Mr Justice Cobb commented at para. 37 that District Judge Glentworth sought to make a distinction between welfare decisions (as in Re MN) and decisions involving deprivation of liberty (as here) but that he found her reasoning unconvincing. He stated that she identified no passage in the judgment in Re MN which purports to limit its scope, nor does she identify any proper basis for asserting that the guidance in Re MN as to the limits of the Court of Protection’s role is irrelevant where Article 5 is engaged.
Mr Justice Cobb concluded that Re MN would only not be applicable in this case if the accommodation and care package breached MAG’s human rights and were inherently unlawful. He was not satisfied that this was the case and his reasons can be summarised as follows:
(i) Article 5 is concerned with the reasons for the detention, not the conditions of it;
(ii) The “overarching purpose of Article 5 is to protect the individual from arbitrariness” (Idira );
(iii) Article 5 requires that the conditions are appropriate, not that they are the most appropriate (Idira at );
(iv) A proper and balanced determination would have revealed (a) many of the positive attributes of the accommodation and (b) the likely devastation which MAG would experience in moving;
(v) The judge did not explicitly find any breach of Article 5; there is no finding of “serious inappropriateness” (per Idira) of the home or the care package. Deprivation of liberty is a binary concept; either a person is, or is not, deprived of the liberty.

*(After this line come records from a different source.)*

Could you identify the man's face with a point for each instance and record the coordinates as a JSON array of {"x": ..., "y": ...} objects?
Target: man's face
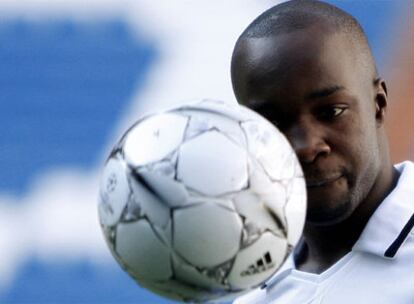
[{"x": 316, "y": 90}]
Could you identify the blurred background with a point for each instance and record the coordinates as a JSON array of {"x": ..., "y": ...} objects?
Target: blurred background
[{"x": 75, "y": 74}]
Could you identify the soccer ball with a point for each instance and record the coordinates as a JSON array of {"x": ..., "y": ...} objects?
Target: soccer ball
[{"x": 202, "y": 201}]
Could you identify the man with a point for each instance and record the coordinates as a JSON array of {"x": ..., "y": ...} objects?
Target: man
[{"x": 307, "y": 67}]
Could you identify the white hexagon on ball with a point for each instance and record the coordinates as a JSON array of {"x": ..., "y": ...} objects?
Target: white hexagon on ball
[
  {"x": 140, "y": 249},
  {"x": 114, "y": 192},
  {"x": 212, "y": 164},
  {"x": 206, "y": 235},
  {"x": 154, "y": 138}
]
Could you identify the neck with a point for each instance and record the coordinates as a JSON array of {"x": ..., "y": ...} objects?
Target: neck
[{"x": 325, "y": 245}]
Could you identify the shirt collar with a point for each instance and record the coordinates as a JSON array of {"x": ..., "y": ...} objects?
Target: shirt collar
[
  {"x": 390, "y": 224},
  {"x": 383, "y": 228}
]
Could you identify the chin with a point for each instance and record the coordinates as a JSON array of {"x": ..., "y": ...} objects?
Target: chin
[{"x": 327, "y": 216}]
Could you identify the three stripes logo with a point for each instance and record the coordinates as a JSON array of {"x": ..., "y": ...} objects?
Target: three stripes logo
[{"x": 261, "y": 265}]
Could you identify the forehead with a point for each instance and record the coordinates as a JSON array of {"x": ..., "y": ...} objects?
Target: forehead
[{"x": 306, "y": 59}]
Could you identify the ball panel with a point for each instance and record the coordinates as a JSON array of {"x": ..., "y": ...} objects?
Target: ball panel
[
  {"x": 206, "y": 235},
  {"x": 295, "y": 210},
  {"x": 171, "y": 192},
  {"x": 202, "y": 121},
  {"x": 264, "y": 142},
  {"x": 114, "y": 192},
  {"x": 254, "y": 210},
  {"x": 153, "y": 138},
  {"x": 210, "y": 178},
  {"x": 256, "y": 263},
  {"x": 151, "y": 204},
  {"x": 186, "y": 273},
  {"x": 142, "y": 251}
]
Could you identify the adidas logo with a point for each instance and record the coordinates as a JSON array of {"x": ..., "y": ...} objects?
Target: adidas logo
[{"x": 261, "y": 265}]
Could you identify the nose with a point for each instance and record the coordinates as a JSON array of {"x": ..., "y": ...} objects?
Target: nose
[{"x": 308, "y": 142}]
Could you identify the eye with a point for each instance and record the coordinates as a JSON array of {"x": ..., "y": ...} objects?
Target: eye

(vi) The judge had granted interim authorisations of deprivation of liberty of MAG at his home for more than three and a half years;
(vii) A “high threshold” would need to be crossed;
Finally, Mr Justice Cobb commented, at para. 59 if his judgment, that this case illustrated the need urgently to bring in similar case management protocol in the Court of Protection jurisdiction as that of the six-month time limit applicable in care proceedings.